Steven Spielberg avait-il lu cet album avant de tourner Indiana Jones et la Dernière Croisade ? On serait en droit de se le demander, tant la première case rappelle le plan d'ouverture de la troisième aventure de l'aventurier au chapeau, dans lequel la montagne du logo de Paramount se fond en un piton rocheux typique du désert du sud-ouest des USA.
Il n'est cependant nullement question d'excursion de boy-scouts ici, bien au contraire ; la troupe de cavaliers fédéraux mexicains que rencontre notre lieutenant n'est pas commode ! Il faut voir le sens du détail dans leurs trognes patibulaires et moustachues en arrière-plan de la case où leur commandant pointe un doigt accusateur à Blueberry : Jean Giraud a vraiment perfectionné ses visages, en s'inspirant notamment des films de Sergio Leone – nous y reviendrons…
Ledit commandant n'est d'ailleurs pas en reste : dénommé Vigo, j'y vois un croisement entre Gian Maria Volontè et le révolutionnaire Pancho Villa… on a presque envie de se gratter rien qu'en voyant son visage buriné et sa barbe de trois jours ! Nous sommes loin du lieutenant Graig des premiers albums, "tout droit sorti d'un magazine de mode" comme disait Blueberry, et c'est très bien comme ça.
Plus virile que jamais, Blueberry semble confondre Fort Alamo et Fort Navajo puisque, seul avec sa winchester, il prie Vigo de ne pas régler ses affaires sur le sacro-saint territoire américain, doctrine Monroe oblige, avant de se lancer lui-même à la poursuite du cavalier solitaire traqué par les "Mex". Malheureusement, ce dernier se précipite tête la première dans un ravin, ce qui donne lieu à une scène crépusculaire assez spectaculaire (coin-coin) dont la violence est brillamment renforcée par l'absence d'onomatopée. Blueb' ramasse néanmoins la missive "adressée au Présidents des Etats-Unis d'Amérique" et rentre au fort, que nous n'avions plus vu depuis une ou deux planches au début du Cheval de Fer, pas moins de six tomes précédemment.
En parlant du Cheval de Fer, Jean-Michel Charlier nous gratifie alors d'un curieuse redite du gag de "Blueberry en tôle à cause de tricheurs auxquels il file une correction". C'est un détail mais je me demande bien pourquoi les auteurs se sont sentis obligés de nous le ressortir, presque case-pour-case.

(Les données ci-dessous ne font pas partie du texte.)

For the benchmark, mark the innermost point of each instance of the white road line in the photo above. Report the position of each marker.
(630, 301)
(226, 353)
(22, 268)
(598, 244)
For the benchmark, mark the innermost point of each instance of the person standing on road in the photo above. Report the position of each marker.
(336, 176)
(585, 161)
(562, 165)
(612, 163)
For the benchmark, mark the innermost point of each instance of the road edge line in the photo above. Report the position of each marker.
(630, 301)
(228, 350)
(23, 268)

Enfin, cela nous donne l'opportunité de faire connaissance avec le général McPherson, conseiller militaire du président. Au cours de leur traversée du désert jusqu'à Fort Navajo, McPherson révèle que la missive interceptée par Blueberry contenait des informations sur l'or confédéré, 500 000 dollars transportés en catastrophe au Mexique par des loyalistes du Sud dans l'espoir de continuer la lutte contre le Nord après la Guerre de Sécession. De la plume de tout autre que Charlier, ce déballage d'informations serait assommant, mais le scénariste liégeois n'a pas son pareil pour rendre ce type de séquence digeste mais carrément passionnant. Barbe-Rouge et Buck Danny regorgent aussi de ce type de récits basés sur des faits historiques, et à chaque fois l'écriture de Charlier nous les fait littéralement vivre.
S'ensuit cependant une séquence un peu moins soignée : pour parfaire la couverture de Blueberry, désigné volontaire pour retrouver le trésor au nom du gouvernement de Washington, McPherson le raye des cadres de l'armée. Son faux-procès est expédié en une demi-planche, ce que je trouve gonflé étant donnée la portée de l'événement : la série s'appelait encore "LIEUTENANT Blueberry", tout de même ! Je veux bien accepter le fait que le récit doit aller vite, surtout au format de l'époque, mais comment peut-on passer aussi vite sur cette rupture dans la vie de quelqu'un qui disait de l'armée "qu'elle avait été sa seconde famille" ? Je trouve cette hâte vraiment dommage, mais au moins permet-elle de montrer que Mike a gagné en cynisme ce qu'il a perdu en romantisme, puisqu'il est plus intéressé par sa part du magot que par la promotion que lui promet McPherson en cas de réussite. Ce genre de "carence morale" fait vraiment le sel du personnage, bien plus que la carte du "refus de l'autorité" jouée jusque-là, et cela Charlier l'a bien compris.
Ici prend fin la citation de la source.